In the workplace, it can create this ‘Queen Bee syndrome’, where women are heavily critical of other women because they’re afraid the other woman will steal their crown. I’ve been on the receiving end of this, and it’s not nice.
When I moved into a leadership role, I wanted to make sure I used my position to help other women; to support them and endorse them so they could grow and shine. I can’t tell you how rewarding it’s been to know I’ve helped other women in this way, especially working in such male-dominated environments.
The Shine Theory
At an Aspire conference, I went to a few years ago, I learned of the ‘Shine Theory’, which was introduced by the Obama administration. It’s where female colleagues are encouraged to stop competing and endorse each other’s comments in meetings, etc.
This paragraph from the article really resonates with me: “Success isn’t finite. It’s not a substance that can run out or a product that can be used up. One woman’s success doesn’t counteract your own. And when one of your friends is shining brightly, she doesn’t put you in the shadows. She lights you up, too. Success is limitless and contagious, and something to be celebrated – regardless of whether or not it’s your own.”

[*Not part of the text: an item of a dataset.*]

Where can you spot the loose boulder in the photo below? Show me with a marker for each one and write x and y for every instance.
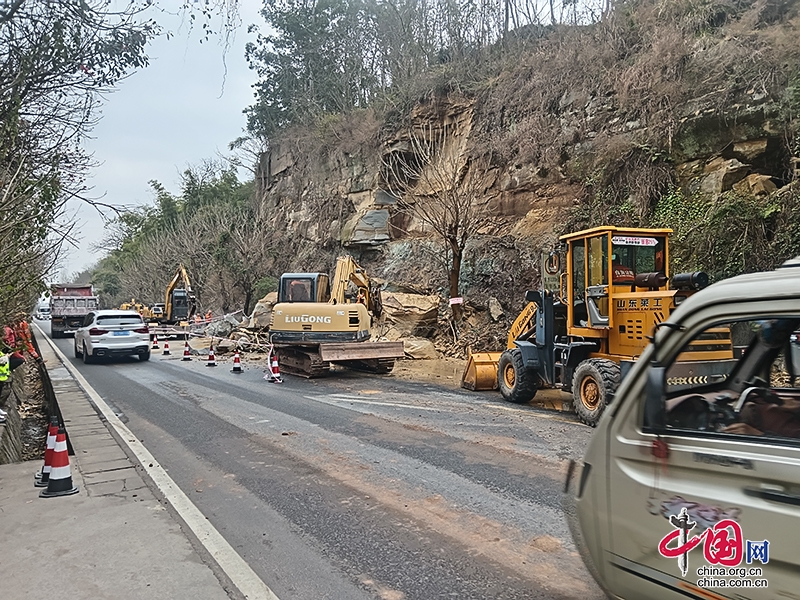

I love this idea. I thought about how I show up for my female colleagues in meetings, and I also noticed the women who were still afraid of their counterparts.
We’ve all been there. When that friend announces she’s engaged, having a baby or got an amazing promotion at work. For a split second you’re sad; thinking of how badly you wanted one of these things, and for some reason, you think that because she got it, you won’t.
A supportive community
Since I’ve started my own business, I’ve noticed the fear creeping in more often than I’d like. Especially when I’m scrolling through Instagram and see all these amazing ladies showing up and confidently pitching their services (which are the same as what I offer). A couple of times I’ve thought ‘I shouldn’t follow them’, maybe I should just give up as I’ll never be as good.
Thankfully, I can spot these thought patterns and see them for what they are – fear, and something that I’m sure society has ingrained in us somewhere along the way.
I’ve been blown away by how supportive the social community can be. And the more I start liking and commenting on the so-called competition’s content, the better it feels.
It feels good to support another human being who’s showing up and trying to do their best. It feels good to support the industry in which we’re both trying to grow. And it feels good to look fear in the face and say – “nah, not listening!”